Chapter Text
1507 hours, April 7, 2187, Terran Universal Coordinated Calendar
Uncharted Space
SSV Normandy SR-2
He’d calibrated the whole damn ship.
The Whole. Damn. Ship.
Tali’Zorah was constantly on his case about how he couldn’t calibrate the whole damn ship because not everything on a ship needed calibrating, but he didn’t much care. She usually gave up, throwing her hands in the air and calling him a stubborn bosh’tet.
Every piece.
He’d always been a bad turian in an awkward, “please Dad, I’m really trying” sort of way. He questioned everything – not because he refused to accept it, but because he refused to accept anything without understanding it first. One of the turian ‘things’ he’d been worst at was their ‘religion’, if you could call it that. He had a very hard time accepting that everything had a spirit of some sort – turians, asari, salarians, sure, that wasn’t hard to process, he was alright with the idea of a soul – but a ship? A battalion? A planet? That was harder to process. He thought he understood the concept of Palaven’s spirit, a sort of universal turian mother, but you would never have caught him praying to the Normandy.
Until now.
That was what he meant by calibrating the whole damn ship. Garrus had spent so much time fixing it, patching up wires, holding up panels so Tali could get into the walls properly, having long discussions with EDI about the parts of the Normandy that she still couldn’t access… that eventually he’d started talking to the ship. Somehow, he’d separated EDI from the Normandy, though that had been an all-day debate with the AI. The ship itself was different from her somehow, in the same way, he supposed, that a corpse was different from a living being.

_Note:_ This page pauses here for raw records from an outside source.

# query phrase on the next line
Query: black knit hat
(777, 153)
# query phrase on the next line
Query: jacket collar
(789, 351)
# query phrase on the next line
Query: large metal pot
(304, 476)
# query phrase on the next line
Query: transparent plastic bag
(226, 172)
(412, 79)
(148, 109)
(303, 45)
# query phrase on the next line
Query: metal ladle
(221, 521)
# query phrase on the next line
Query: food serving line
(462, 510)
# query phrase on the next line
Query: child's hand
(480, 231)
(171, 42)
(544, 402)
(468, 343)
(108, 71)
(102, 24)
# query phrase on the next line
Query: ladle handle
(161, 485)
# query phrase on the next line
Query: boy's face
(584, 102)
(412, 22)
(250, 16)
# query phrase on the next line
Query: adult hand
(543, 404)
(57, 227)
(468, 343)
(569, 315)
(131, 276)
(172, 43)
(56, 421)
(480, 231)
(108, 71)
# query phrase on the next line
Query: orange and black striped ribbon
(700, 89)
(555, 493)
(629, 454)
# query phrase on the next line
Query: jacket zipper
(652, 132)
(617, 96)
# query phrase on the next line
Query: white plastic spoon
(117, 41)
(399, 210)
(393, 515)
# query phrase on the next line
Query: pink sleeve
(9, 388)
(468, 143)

Except not. The Normandy, without EDI, would still be the Normandy. And it wouldn’t be. He didn’t fully understand it yet, and part of him was certain that he was still hanging on to the differentiation because he wasn’t comfortable praying to EDI – but there it was.
He had fixed every square centimetre of that ship until he could feel it existing anywhere he went. He calibrated it until it was alive again.
He was beyond certain that that was why it was flying again. Somehow, deep in his mind, there was the certainty that even if they had fixed all the systems, restored power to everything, re-coded EDI so very carefully to bring her online again (Tali’Zorah was truly a genius), and scavenged all that eezo to fix the drive core, it wouldn’t have run if he hadn’t calibrated the whole damn ship.
Lifting off that lush, verdant planet that reminded him too much of Aeia, he had never felt more alive.